Fragen nach der Beißattacke: Was Halter gefährlicher Hunde im Kreis Cuxhaven erwartet
Das Verwaltungsverfahren nach der Beißattacke gegen Zwergdackel "Shaggy" und einen Menschen in Altenwalde dauert an. Rund 70-mal pro Jahr wird der Landkreis Cuxhaven eingeschaltet, um die Gefährlichkeit eines Hundes zu prüfen.
Noch ist das Verwaltungsverfahren nicht abgeschlossen, das der Landkreis Cuxhaven nach der Beißattacke gegen Zwergdackel "Shaggy" und einen Menschen in Altenwalde eingeleitet hat (wir berichteten). Die Befragungen laufen. Am Ende wird entschieden, ob der Staffordshire/British-Bullterrier-Mix, der dem Nachbarshund tödliche Verletzungen beigebracht hat, verwaltungsrechtlich als gefährlich eingestuft wird.
Wir haben mit Zuständigen des Landkreises über Eingriffsmöglichkeiten und -pflichten im Rahmen des niedersächsischen Hundegesetzes gesprochen und Bereichsleiter Michael Lechlein und Mitarbeiterin Sarah Uhde aus dem Fachbereich Ordnung haben sich dazu geäußert - ohne Bezug auf den aktuellen Fall. Das Vorgehen ist außerdem in einer Vorlage festgehalten, die Anfang dieses Jahres im Ausschuss für Ordnungsangelegenheiten erläutert wurde.

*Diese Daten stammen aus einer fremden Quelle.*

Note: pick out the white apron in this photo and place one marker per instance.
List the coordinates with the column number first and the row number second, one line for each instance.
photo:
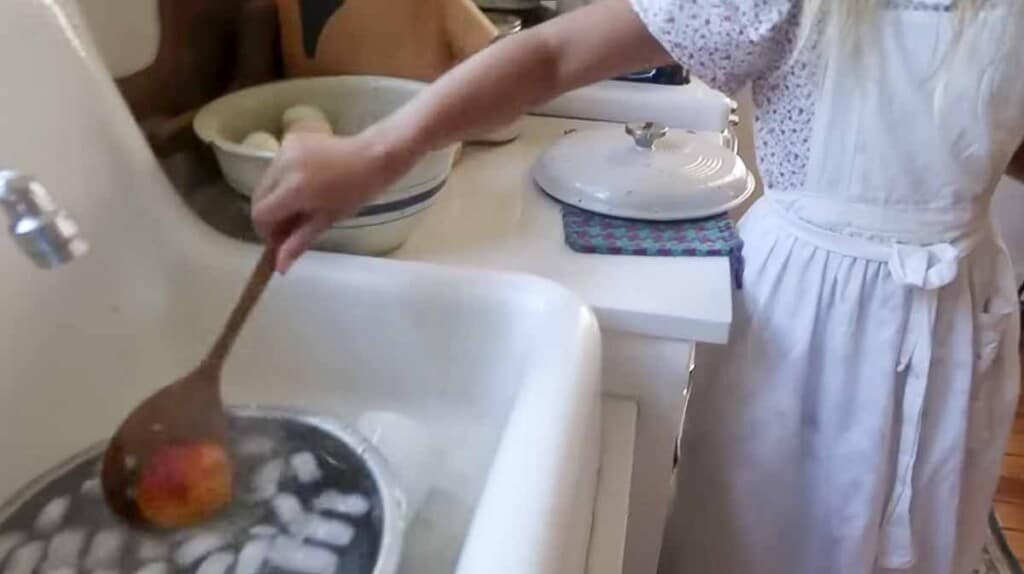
column 856, row 422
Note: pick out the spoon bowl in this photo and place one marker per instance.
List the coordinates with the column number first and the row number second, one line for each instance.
column 168, row 466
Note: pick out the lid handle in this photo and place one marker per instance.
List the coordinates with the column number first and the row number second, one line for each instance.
column 646, row 133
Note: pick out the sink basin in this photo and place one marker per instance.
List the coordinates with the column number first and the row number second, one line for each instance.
column 501, row 371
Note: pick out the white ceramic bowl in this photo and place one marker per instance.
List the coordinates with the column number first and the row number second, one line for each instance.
column 352, row 103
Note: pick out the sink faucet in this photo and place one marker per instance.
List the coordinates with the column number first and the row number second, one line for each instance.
column 41, row 229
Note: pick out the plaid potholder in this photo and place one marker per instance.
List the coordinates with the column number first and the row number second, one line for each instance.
column 715, row 236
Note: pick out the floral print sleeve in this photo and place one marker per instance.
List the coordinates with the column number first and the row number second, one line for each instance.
column 726, row 43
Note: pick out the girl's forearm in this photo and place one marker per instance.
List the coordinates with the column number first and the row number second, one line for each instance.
column 511, row 77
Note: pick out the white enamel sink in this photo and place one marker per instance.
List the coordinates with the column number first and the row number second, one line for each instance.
column 500, row 369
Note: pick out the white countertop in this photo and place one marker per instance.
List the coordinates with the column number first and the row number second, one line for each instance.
column 492, row 216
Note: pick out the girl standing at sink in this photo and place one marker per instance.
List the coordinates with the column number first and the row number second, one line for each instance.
column 856, row 421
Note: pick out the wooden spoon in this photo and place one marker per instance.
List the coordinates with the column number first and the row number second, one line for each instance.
column 168, row 465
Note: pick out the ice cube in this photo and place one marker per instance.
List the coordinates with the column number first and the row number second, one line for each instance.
column 217, row 563
column 291, row 555
column 305, row 468
column 256, row 446
column 252, row 556
column 198, row 546
column 325, row 530
column 104, row 550
column 263, row 530
column 8, row 541
column 26, row 558
column 65, row 548
column 151, row 548
column 52, row 515
column 354, row 504
column 155, row 568
column 266, row 478
column 288, row 509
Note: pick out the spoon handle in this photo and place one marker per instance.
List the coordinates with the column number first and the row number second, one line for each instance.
column 254, row 289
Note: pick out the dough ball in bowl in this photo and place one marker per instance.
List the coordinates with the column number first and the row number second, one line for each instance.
column 304, row 118
column 264, row 141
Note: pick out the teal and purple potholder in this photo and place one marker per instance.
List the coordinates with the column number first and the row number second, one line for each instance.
column 715, row 236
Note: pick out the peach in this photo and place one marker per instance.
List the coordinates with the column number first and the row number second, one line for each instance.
column 182, row 486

Bremen geht damit völlig anders um
Das niedersächsische Hundegesetz ist 2011 in Kraft getreten. Regeln zur Hundehaltung und zur Sicherstellung der öffentlichen Sicherheit legen die Bundesländer einzeln fest - mal per Gesetz, mal per Verordnung. Das gilt auch für den Umgang mit Rasselisten.
Im Bundesland Bremen ist die Haltung von Hunden der Rassen Pitbull Terrier, Bullterrier, American Staffordshire Terrier und Staffordshire Bullterrier sowie deren Kreuzungen untereinander oder mit anderen Hunden verboten; ebenso der Zuzug aus einem anderen Bundesland. Das gilt natürlich auch für die Stadt Bremerhaven. Hunde dieser Rassen dürfen allenfalls für maximal 24 Stunden in Bremen zu Besuch sein und unterliegen einer Leinen- und Maulkorbpflicht.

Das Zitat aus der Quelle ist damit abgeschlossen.